Ready to dive into the lake?
lakeFS is currently only
available on desktop.

For an optimal experience, provide your email below and one of our lifeguards will send you a link to start swimming in the lake!

lakeFS Community
Einat Orr, PhD
Einat Orr, PhD Author

Einat Orr is the CEO and Co-founder of lakeFS, a...

Last updated on June 10, 2024

Since 2021 we’ve been releasing the annual State of Data Engineering Report, a compilation of all the relevant categories that have a direct impact on data engineering infrastructure.

In 2024, we see 3 primary trends that influence the categories which will be covered in this report.

To access a PDF version of this report with links to companies and a list view of all the categories, you can also click here (note that we will require some contact info). To simply expand the image, click on it now

Trend #1: GenAI influence on software infrastructure

As predicted in the 2023 State of Data Engineering Report,  the 2024 edition is heavily influenced by the rise of Generative AI. In the 2024 report, we will discuss this influence on storage, computation engines, MLOps and Observability tools, but you can also find its footprints in features across almost every category. Since we are not discussing hardware, you’ll only see Nvidia mentioned once, to say GPUs are out of scope for this report. 

Trend #2: Expansion of product offerings

Another aspect of the 2023 report was the economic downturn’s impact on companies’ growth. While market indexes are moving up, it is due to a small number of companies leading the GenAI revolution in hardware and foundation models. For the rest of the market, the struggle is still ongoing, making it harder for tech companies in the data domain to grow,  and hence we continue to see companies vying to evolve and expand their products to adjacent domains in an effort to increase revenue.

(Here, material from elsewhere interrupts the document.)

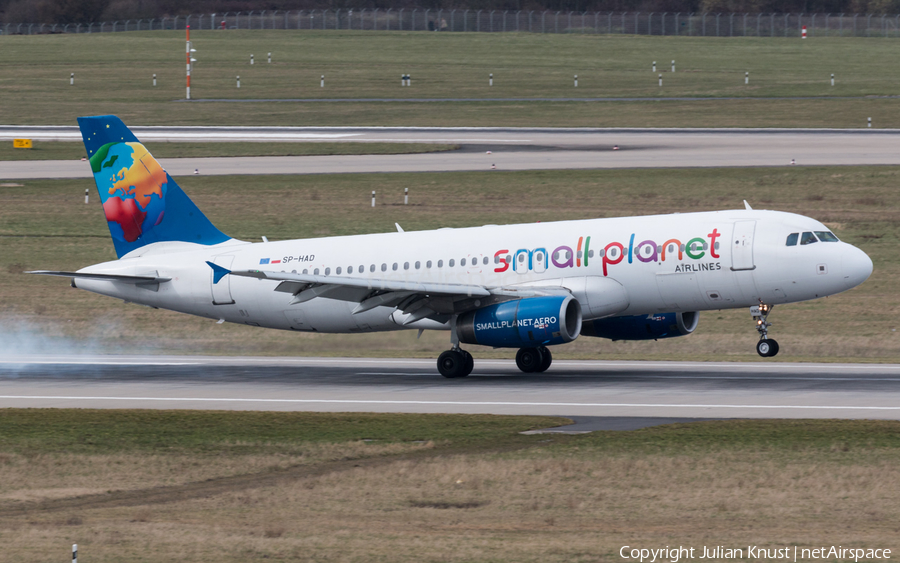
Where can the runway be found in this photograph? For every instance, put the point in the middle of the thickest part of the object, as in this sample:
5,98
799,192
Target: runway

Trend #3: Open table formats and their catalogs creating closed gardens

Open table formats and their catalogs are making waves in the data lake, and may become the center of the giant war between Databricks and Snowflake. The catalogs are becoming the technology that makes an open environment into a closed garden, and Databricks and AWS seem to be pushing in that direction.  The February Apache Iceberg community call revolved around excluding all catalogs except one from the codebase, resulting in some interesting releases of catalogs to open source to fight what seemed to be a move by Tabular to take over the community. Oh, the drama!

Now that we got you curious, let’s dive into the details.

Ingestion

This layer includes streaming technologies and SaaS services that provide pipelines from operational systems to data storage.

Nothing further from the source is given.